Publication information
- Publisher: Harvey Comics
- First appearance: Speed Comics #13 (1941)
- Created by: "Franklin Flagg"

In-story information
- Alter ego: Don Wright
- Species: Human
- Team affiliations: Young Defenders (Harvey Comics) Liberty Corps (AC Comics)
- Abilities: None (Harvey Comics); strength of will and intense physical and mental training (AC Comics)

= Captain Freedom =

Captain Freedom is a superhero from the period known as "Golden Age of Comic Books". His creator was identified as "Franklin Flagg" in the credits, but the identity of the individual behind the pseudonym remains unknown.

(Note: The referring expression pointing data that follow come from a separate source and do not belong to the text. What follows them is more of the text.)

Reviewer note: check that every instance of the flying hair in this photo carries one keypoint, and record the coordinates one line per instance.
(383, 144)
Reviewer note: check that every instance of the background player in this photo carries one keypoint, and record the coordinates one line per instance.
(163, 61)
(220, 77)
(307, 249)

He first appeared in Speed Comics #13 (May 1941), a Harvey Comics title. He continued to appear in Speed Comics until its cancellation in #44 (Jan 1947).

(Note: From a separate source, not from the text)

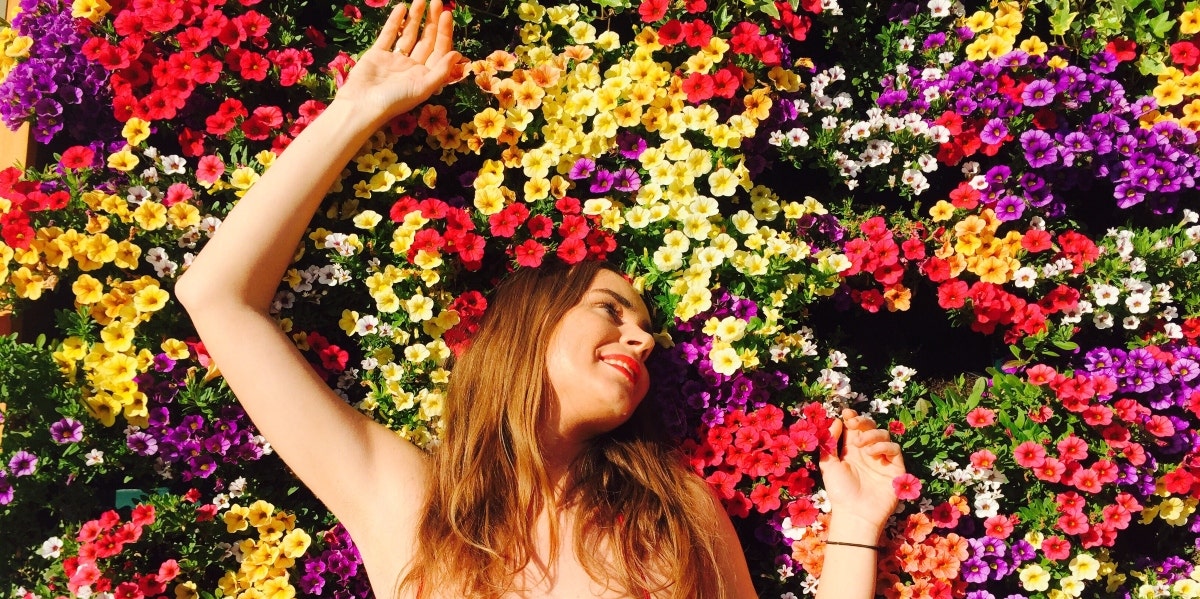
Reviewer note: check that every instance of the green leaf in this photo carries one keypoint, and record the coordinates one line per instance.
(977, 390)
(1162, 25)
(1061, 18)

The character was revived by AC Comics as a member of the Liberty Corp. Cloned from the DNA of a famous scientist, with incredible will-power and physical and mental training, as many as a hundred of the clones, were dispatched to various countries all over the world (each identified as Captain Freedom), serving as a symbol and to fight for freedom. One of the Captains shown in the AC universe went by the name Kent Clarkson. He later joined the Captain Paragon's original Sentinels of Liberty during "The Armageddon Factor" storyline.

== Fictional character biography ==
Captain Freedom was Don Wright, a newspaper publisher who adopted a costumed identity to fight agents of the Axis. He was assisted by Young Defenders, four kids who worked for him as deliverymen.

According to Jess Nevins' Encyclopedia of Golden Age Superheroes, "he fights ordinary criminals, saboteurs, German and Japanese spies, Yellow Peril mad scientists like Chang Ku (and his zombies), and the Black Dragon Society".